After dispensing with the non-knee concern, we turned our attention to my knee. Actually, that's a lie. I turned my attention to my knee, rolling up my pant leg and indicating the knee with such terms as, "this is the knee that hurts, my right knee." The doctor, for his part, turned his attention to my foot. "Let's have a look at that foot." To which I helpfully responded, "actually it's my knee."
Doctor: "Oh, right." [pause] "So how long has your foot hurt."
Nurse: "Doctor, it's his knee."
It felt a little like the Simpsons where Marge tries to order something besides beer in Australia. Or quite like the King from Monty Python and the Holy Grail who is constitutionally unable to count to 3. I'd prefer that my medical professional's behavior not call to mind such images.

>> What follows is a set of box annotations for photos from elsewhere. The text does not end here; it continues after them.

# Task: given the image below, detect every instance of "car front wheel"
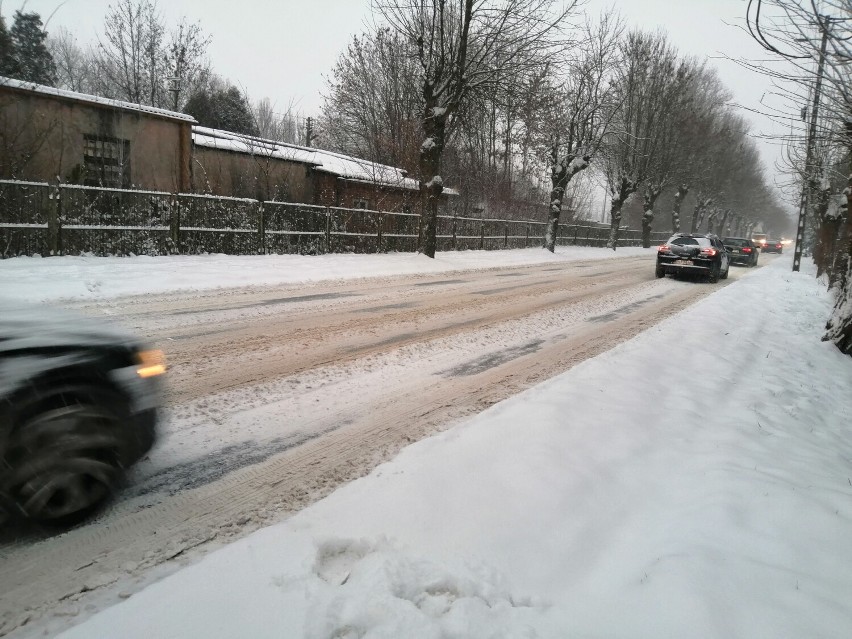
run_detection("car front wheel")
[3,392,128,526]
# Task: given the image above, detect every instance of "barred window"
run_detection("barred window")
[83,135,130,189]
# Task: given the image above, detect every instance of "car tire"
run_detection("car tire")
[707,263,721,284]
[3,387,127,527]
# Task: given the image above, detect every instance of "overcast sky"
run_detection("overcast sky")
[15,0,800,202]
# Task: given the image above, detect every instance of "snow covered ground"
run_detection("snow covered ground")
[0,246,655,302]
[23,249,852,639]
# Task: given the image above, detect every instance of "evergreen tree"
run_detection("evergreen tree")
[11,10,56,86]
[0,15,18,77]
[184,85,258,135]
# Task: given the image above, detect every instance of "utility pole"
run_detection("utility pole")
[305,118,314,146]
[793,16,830,271]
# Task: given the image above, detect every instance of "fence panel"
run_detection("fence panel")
[0,180,669,257]
[177,193,261,255]
[328,207,382,253]
[263,202,328,255]
[58,184,176,255]
[0,180,50,257]
[380,211,420,253]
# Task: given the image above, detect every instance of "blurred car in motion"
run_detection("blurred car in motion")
[761,240,784,253]
[0,301,166,526]
[722,237,760,266]
[655,233,730,283]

I figure that medicine is hard. I have friends in med school and some who have just graduated. They're bright people, able to memorize many obscure things, competent in what I believe to be a challenging field. I never once figured that in order to be more capable than my doctor all I would need to have done is memorize the children's song "Head, Shoulders, Knees and Toes." Because, I can safely say that having learned that song, I, unlike my doctor know what and more importantly where a knee is.

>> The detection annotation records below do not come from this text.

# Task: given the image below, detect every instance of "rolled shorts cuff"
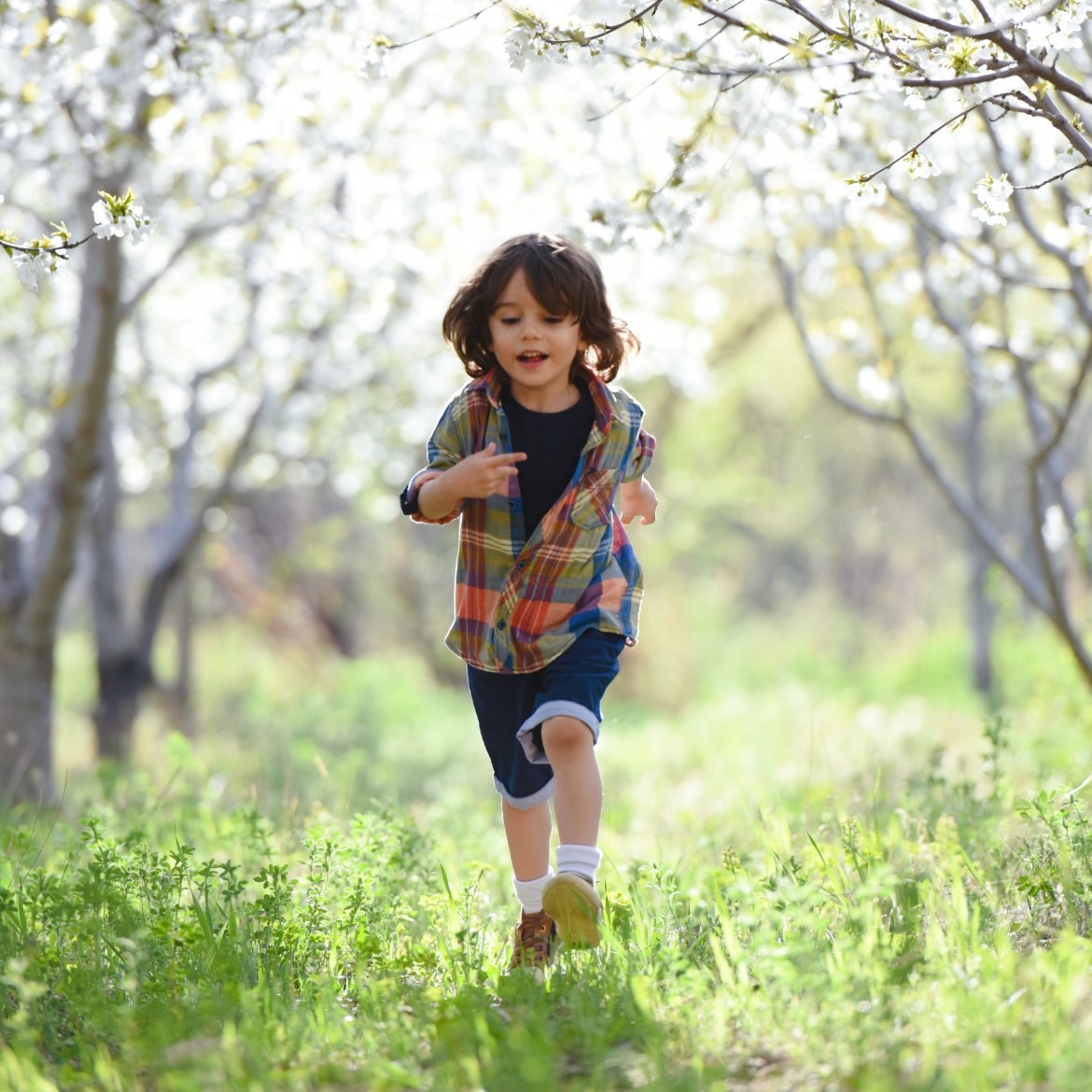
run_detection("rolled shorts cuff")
[493,777,553,811]
[515,700,599,764]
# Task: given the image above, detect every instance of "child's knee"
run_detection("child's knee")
[541,717,595,761]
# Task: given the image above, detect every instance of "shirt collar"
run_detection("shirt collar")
[469,367,614,436]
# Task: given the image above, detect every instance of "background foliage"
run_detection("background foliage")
[0,0,1092,1092]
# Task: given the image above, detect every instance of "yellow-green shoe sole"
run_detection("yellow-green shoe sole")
[542,873,602,948]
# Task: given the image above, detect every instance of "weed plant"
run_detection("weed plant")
[0,720,1092,1092]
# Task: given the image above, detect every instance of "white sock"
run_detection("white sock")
[557,846,603,884]
[512,868,553,914]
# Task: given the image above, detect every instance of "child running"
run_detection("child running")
[402,235,656,975]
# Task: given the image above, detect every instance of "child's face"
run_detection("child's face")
[489,270,587,412]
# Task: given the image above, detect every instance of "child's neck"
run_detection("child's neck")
[509,380,580,413]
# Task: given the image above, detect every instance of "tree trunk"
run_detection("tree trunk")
[92,653,152,763]
[0,629,53,804]
[963,375,996,707]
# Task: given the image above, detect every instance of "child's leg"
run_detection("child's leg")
[501,799,554,882]
[541,717,603,846]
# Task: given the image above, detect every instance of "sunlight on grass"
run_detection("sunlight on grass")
[12,635,1092,1092]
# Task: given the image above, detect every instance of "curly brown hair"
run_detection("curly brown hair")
[443,235,641,383]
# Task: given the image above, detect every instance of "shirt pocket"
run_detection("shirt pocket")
[569,469,615,531]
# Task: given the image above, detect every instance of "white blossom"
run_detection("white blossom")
[906,150,940,178]
[1042,505,1069,553]
[11,250,59,291]
[973,175,1013,224]
[1065,198,1092,235]
[359,41,390,79]
[849,178,887,208]
[505,24,539,72]
[91,201,155,246]
[857,364,895,402]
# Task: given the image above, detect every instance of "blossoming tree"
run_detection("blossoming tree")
[507,0,1092,689]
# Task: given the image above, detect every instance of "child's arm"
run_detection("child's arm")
[417,443,527,520]
[618,475,657,525]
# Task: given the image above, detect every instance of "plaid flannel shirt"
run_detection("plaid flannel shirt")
[407,368,655,674]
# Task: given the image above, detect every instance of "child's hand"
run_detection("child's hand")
[619,477,657,525]
[417,443,527,520]
[444,443,527,498]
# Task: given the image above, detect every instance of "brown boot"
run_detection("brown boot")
[508,910,557,978]
[542,873,603,948]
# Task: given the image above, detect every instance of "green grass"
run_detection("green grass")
[0,624,1092,1092]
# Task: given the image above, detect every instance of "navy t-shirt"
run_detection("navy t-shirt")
[501,384,595,539]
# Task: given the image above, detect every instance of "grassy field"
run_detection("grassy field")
[0,637,1092,1092]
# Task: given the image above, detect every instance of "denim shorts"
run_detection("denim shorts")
[467,629,625,808]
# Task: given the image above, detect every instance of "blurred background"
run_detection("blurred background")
[0,2,1088,820]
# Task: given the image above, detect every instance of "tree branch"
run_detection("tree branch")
[18,225,122,649]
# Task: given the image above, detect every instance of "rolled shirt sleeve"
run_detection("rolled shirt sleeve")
[400,390,474,525]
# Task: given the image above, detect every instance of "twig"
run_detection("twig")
[386,0,505,50]
[0,231,95,255]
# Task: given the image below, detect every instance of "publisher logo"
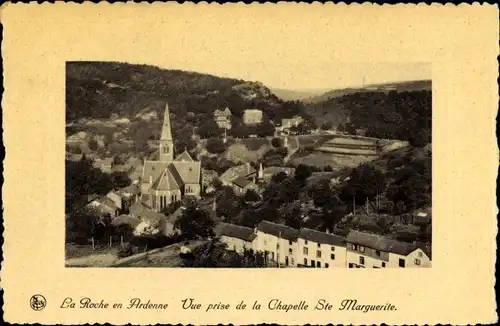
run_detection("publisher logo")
[30,294,47,311]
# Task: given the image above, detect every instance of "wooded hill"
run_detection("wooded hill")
[307,86,432,146]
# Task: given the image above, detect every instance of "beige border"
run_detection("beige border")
[1,3,499,324]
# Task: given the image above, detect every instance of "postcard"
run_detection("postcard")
[0,2,499,325]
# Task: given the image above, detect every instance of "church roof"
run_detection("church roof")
[175,150,194,162]
[142,161,201,190]
[172,161,201,183]
[151,165,182,190]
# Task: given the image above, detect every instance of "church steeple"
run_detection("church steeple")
[160,103,174,161]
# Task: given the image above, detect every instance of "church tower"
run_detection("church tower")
[160,103,174,161]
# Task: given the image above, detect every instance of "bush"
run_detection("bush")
[206,138,226,154]
[271,138,282,148]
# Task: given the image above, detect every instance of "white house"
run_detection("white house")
[346,231,431,268]
[252,221,299,266]
[214,222,257,254]
[295,228,346,268]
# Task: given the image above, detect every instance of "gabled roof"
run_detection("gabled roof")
[214,222,257,241]
[172,161,201,184]
[233,177,253,188]
[128,202,146,216]
[263,166,295,174]
[346,231,419,256]
[257,221,299,241]
[111,214,141,229]
[220,163,256,182]
[175,150,194,162]
[299,228,345,246]
[151,166,182,190]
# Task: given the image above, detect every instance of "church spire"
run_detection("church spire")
[160,103,172,140]
[160,103,174,161]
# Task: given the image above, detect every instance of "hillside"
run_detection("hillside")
[305,82,432,146]
[303,80,432,104]
[66,62,303,156]
[271,88,324,101]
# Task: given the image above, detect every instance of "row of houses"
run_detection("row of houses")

After convincing the doctor that my knee was injured, I hoped his years of training might equip him to offer insight as to why it hurt. Alas, twas not to be. He put his hand in the knee and moved my leg towards him once. Then back. Then he pulled my lower leg slightly to the left and then to the right. That's it. When I was injured at Regionals, Shana (an Oberlin alum) playing on the team we faced came over and conducted, a considerably more thorough exam with me laying on the ground.
Dr. Theobalds then said, what I later had retranslated into English, that I needed to get an x-ray to determine if I had degenerative arthritis and then when that was negative (as it will almost undoubtedly be) that I should get an MRI. No other questions, no other advice. Nothing. I have conducted more thorough examinations of fishing rods, and cantaloupes. I realize that an MRI is necessary to properly diagnose a knee injury, but that he could offer no possible insight beyond that, is surprising.

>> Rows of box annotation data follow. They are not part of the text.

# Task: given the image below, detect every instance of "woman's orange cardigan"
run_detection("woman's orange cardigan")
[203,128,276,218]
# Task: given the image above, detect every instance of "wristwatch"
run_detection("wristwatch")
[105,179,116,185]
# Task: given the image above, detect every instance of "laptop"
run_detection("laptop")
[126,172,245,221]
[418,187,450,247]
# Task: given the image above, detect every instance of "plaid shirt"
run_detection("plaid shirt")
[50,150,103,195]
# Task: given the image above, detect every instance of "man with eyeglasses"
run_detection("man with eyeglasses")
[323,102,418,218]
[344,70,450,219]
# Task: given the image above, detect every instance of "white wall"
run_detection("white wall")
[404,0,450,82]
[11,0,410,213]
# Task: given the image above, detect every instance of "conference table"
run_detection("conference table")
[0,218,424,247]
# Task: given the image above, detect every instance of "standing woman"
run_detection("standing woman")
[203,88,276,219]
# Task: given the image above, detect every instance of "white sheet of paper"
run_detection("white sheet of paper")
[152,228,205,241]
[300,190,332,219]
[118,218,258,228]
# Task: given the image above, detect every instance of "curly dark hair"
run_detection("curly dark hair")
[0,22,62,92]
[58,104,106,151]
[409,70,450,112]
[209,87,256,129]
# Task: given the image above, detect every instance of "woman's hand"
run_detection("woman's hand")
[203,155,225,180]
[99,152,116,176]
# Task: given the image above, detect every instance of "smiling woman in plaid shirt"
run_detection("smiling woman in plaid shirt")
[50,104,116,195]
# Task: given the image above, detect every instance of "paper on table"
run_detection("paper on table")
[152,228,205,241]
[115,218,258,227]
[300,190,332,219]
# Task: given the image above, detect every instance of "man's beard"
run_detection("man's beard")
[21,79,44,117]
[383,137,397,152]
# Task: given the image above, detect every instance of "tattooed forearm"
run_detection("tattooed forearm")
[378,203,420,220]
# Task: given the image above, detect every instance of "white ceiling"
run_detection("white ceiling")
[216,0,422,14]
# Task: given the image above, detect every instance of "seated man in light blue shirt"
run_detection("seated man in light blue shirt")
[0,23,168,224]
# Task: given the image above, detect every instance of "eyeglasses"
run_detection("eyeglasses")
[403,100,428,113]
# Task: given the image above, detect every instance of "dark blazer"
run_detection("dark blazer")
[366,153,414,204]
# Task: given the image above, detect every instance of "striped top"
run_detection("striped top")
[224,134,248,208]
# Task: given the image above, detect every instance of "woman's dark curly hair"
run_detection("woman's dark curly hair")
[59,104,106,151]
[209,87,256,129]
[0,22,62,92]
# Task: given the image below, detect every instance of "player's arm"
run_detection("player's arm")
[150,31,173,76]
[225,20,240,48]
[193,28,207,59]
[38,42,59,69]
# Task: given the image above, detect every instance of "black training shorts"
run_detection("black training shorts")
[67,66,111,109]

There is something wholly unsatisfying about going to a professional and knowing in your heart that the only service you received was that a person whom others have certified as compentent looked at you. Nothing he did in my presence required him to know anything about medicine. He didn't do anything except give me, no questions asked, medication in the dosage I requested (though he did change my request for 2 20mginto one non-existant 40mg), and send me to someone else to look at my knee. To make it worse the only thing he actively did, he did wrong. After receiving a faulty prescription I returned later in the week to get the prescription re-written, but this time for a drug that actually exists, I asked for him to prescribe a dosage that would permit me to get a generic. He protested saying that the generic has less of the active ingredient, and "you know you get what you pay for." The only definitive statement I've heard him make, is factually incorrect.
I still believe that experience and education matter, but just to be certain I'm calling Blue Cross and seeing if there are any dockworkers in my network.